Palestinians, settlers clash in East Jerusalem
Settlers say Palestinians have surrounded a settler residence; Palestinian youth say settlers pelted stones at them.
Tensions in the East Jerusalem neighborhood of Silwan continued on Friday as a group of Palestinian youth pelted rocks toward Israeli police and a settler accused the Palestinians of attempting to run her over. The woman was not injured.
According to the settlers, the Palestinian youth have surrounded a Beit Dvash, a building settled by Jewish resident near the controversial Beit Yonatan.
Beit Yonatan, a seven-story residence of Jewish families in the heart of Silwan, has been a flashpoint in the conflict between Israelis and Palestinians in East Jerusalem.
Meanwhile, the Palestinians reported that the settlers hurled stones in their direction, while Palestinian youth clashed with Israeli police who used tear gas to disperse the crowd.
Earlier, tensions in the neighborhood reached a boiling point when local Palestinians hurled stones toward a vehicle carrying Knesset members and members of the State Control committee who were touring the Jewish-occupied building in the heart of the Arab neighborhood to assess the residents' claim that they were being unfairly targeted by police monitoring illegal construction.
MKs who drove through Silwan in an armored car said Palestinian children pelted them with stones. "We were attacked with a very large rock that was thrown at us," said MK Yoel Hasson (Likud ), chairman of the State Control Committee. "We felt a shake but the armored car withstood it well."
Meanwhile, a state comptroller's report issued this week found that the Jerusalem city hall has been lax in enforcing building codes and reining in illegal construction in the East Jerusalem neighborhood of Silwan.

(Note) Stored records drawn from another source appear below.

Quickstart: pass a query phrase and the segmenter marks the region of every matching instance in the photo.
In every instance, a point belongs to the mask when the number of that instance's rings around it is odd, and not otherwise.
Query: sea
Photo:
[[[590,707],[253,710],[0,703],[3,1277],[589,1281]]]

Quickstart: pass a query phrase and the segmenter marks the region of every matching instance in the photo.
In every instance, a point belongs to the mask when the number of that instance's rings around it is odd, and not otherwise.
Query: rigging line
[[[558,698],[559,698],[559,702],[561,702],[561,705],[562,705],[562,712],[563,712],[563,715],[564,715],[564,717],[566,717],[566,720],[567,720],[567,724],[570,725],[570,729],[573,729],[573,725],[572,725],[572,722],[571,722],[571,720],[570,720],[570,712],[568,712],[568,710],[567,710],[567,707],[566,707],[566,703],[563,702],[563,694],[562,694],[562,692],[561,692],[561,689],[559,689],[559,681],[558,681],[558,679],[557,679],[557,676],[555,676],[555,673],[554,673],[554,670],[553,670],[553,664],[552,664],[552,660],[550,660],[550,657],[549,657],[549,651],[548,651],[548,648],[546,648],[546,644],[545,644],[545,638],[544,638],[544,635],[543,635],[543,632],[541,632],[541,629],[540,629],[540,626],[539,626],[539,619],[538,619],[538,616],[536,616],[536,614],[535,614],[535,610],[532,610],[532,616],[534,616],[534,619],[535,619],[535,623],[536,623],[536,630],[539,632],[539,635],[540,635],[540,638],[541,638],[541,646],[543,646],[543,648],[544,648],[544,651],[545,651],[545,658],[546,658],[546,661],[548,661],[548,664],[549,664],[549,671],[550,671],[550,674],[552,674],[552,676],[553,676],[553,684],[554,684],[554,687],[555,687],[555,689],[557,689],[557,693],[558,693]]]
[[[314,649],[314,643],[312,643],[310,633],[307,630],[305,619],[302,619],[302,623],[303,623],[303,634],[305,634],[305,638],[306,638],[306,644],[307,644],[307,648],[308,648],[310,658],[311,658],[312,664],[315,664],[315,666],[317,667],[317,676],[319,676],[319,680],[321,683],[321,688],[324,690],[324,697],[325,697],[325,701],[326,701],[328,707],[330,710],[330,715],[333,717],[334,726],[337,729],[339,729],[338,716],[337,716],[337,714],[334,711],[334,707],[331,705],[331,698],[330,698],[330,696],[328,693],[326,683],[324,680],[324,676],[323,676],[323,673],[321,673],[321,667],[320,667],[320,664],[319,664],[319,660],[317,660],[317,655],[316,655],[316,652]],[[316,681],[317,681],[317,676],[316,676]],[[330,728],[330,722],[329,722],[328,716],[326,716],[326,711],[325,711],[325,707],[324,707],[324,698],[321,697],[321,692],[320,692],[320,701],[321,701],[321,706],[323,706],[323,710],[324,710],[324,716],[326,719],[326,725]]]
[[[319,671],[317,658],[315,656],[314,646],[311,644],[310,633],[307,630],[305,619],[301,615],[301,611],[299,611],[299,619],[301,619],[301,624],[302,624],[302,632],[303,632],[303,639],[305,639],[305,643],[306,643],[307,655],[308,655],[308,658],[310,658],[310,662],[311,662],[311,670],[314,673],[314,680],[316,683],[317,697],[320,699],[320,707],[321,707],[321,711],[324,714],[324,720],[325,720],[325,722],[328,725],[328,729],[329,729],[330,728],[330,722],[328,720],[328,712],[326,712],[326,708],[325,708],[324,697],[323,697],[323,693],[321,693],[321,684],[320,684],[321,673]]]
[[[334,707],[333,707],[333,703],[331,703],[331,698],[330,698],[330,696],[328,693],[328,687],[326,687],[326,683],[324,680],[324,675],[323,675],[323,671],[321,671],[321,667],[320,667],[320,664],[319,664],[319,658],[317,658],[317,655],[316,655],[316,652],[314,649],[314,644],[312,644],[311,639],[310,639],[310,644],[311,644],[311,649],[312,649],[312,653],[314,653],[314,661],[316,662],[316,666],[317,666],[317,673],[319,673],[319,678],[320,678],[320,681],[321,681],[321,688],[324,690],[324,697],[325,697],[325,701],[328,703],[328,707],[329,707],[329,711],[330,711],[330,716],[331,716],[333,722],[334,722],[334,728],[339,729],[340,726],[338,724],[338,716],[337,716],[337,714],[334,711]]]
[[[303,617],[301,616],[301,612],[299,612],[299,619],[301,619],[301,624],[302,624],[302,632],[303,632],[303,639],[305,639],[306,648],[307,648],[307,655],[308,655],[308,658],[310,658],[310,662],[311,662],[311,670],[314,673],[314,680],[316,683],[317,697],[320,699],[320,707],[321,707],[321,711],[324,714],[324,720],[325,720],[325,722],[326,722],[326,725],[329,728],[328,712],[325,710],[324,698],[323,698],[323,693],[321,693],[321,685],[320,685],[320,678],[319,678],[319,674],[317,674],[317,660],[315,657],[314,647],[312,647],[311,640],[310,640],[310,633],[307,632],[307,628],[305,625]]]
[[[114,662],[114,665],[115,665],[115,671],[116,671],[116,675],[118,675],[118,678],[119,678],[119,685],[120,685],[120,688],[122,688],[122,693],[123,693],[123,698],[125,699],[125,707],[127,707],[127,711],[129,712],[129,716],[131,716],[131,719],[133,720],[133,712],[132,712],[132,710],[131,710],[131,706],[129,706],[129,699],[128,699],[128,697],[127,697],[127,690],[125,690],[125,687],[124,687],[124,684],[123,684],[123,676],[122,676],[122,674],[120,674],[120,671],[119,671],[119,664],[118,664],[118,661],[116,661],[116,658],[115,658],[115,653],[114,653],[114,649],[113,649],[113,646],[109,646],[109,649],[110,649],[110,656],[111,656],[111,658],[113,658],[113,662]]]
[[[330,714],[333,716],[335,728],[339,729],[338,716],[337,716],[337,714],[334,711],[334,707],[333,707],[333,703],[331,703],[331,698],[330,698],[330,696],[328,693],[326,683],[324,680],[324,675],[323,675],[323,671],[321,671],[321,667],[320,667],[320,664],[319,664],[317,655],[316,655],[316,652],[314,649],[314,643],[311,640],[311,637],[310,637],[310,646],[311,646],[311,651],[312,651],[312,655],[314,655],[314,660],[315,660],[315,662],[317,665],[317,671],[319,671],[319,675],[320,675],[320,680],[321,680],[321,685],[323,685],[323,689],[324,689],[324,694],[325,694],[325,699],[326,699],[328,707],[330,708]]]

In particular, State Comptroller Micha Lindenstrauss cited the municipality's failure to preserve green areas in Silwan's Gan Hamelech section.
Gan Hamelech garnered media attention earlier this year after Jerusalem Mayor Nir Barkat declared his intention to raze 22 of the 88 illegal structures built at the site in order to make way for a park meant to attract tourists. The mayor said he prepared his plan after having been criticized by the comptroller for failing to confront the illegal building problem.
The comptroller also criticized the drawn-out legal proceedings against those believed to be behind the illegal construction, as well as the lack of cooperation between the municipality and the Interior Ministry in efforts to tackle the problem.